Notable collaborators included Makerere University, which gathered Automatic Speech Recognition (ASR) and Text-to-Speech (TTS) data across nine languages. Meanwhile, the University of Ghana concentrated on eight languages utilizing the ASR image data collection approach. Another essential partner, Digital Umuganda, in collaboration with Addis Ababa University, played a pivotal role in leading ASR collection initiatives for several regional languages.
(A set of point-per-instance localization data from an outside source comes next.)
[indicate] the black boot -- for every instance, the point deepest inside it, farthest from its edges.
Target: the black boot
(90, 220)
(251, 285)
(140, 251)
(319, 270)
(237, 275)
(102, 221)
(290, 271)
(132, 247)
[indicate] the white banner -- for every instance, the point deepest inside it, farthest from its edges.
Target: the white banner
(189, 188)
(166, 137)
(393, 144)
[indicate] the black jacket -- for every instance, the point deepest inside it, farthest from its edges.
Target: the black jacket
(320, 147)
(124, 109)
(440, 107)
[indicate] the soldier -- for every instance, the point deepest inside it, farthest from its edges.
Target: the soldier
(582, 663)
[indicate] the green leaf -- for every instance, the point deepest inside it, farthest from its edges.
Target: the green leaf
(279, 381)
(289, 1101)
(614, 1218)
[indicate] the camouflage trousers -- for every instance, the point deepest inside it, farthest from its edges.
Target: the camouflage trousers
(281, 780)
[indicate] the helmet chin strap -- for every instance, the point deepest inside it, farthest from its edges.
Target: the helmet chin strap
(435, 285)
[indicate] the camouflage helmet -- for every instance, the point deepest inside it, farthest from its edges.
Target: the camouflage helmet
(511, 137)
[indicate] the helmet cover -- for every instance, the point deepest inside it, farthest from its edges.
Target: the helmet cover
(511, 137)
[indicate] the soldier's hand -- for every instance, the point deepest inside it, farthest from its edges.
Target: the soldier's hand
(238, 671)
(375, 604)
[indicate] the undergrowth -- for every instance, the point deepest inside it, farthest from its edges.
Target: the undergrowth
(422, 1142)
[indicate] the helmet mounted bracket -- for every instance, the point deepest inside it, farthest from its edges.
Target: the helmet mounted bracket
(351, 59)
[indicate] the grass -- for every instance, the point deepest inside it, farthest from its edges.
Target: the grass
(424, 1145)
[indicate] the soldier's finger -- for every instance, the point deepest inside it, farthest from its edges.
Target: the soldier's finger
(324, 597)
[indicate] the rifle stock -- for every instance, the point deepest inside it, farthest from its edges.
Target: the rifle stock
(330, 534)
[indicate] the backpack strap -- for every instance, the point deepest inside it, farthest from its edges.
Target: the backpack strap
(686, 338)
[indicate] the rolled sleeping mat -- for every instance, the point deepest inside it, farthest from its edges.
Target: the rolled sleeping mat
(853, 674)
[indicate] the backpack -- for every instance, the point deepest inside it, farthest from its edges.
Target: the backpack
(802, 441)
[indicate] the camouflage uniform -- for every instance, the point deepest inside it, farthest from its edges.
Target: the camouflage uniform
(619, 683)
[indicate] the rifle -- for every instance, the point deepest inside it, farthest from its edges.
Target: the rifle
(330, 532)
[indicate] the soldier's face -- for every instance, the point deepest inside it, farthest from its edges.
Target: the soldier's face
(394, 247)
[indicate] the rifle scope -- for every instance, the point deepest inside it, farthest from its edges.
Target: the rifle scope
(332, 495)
Furthermore, to ensure high-quality audio recordings, teams from Media Trust, Loud n Clear, and the Senegalese Institute of African Mathematical Sciences spearheaded TTS recordings across a variety of regional dialects.
Our collaborative framework is grounded in the principle that partners retain ownership of the data collected. There is a shared commitment to making all datasets available to the broader community, fostering open access. This approach has already led to notable derivative research and publications within the field.
Through this framework, our collaborators have kickstarted innovative research, including the creation of a community-driven language disorder collection cookbook. This pioneering project has produced the first open-source dataset tailored for Akan speakers with conditions such as cerebral palsy and stuttering, demonstrating the effectiveness of in-person image prompts over text-based alternatives. This research serves as a crucial guide in developing comprehensive voice technologies in low-resource settings.
Additionally, the initiative supported a significant study that introduced a 5,000-hour audio corpus encompassing five Ghanaian languages: Akan, Ewe, Dagbani, Dagare, and Ikposo. This effort established a robust infrastructure for building ASR and TTS systems specifically designed to accommodate the linguistic diversity of West Africa, capturing natural, spontaneous intonations through a controlled crowdsourcing methodology.
Other critical research endeavors have included benchmarking four advanced models—Whisper, XLS-R, MMS, and W2v-BERT—across 13 African languages. This study meticulously analyzed how performance varies with the increase in training data, shedding light on data efficiency and revealing that the advantages of scaling are closely linked to the complexity of the language and its alignment with specific domains.
Finally, a thorough literature review cataloged 74 datasets spanning 111 African languages, mapping the current landscape in voice technology. This review underscored an urgent need for multidomain conversational corpora and advocated for the adoption of language-specific metrics, such as character error rate (CER), to enhance performance assessment in morphologically rich and tonal language contexts.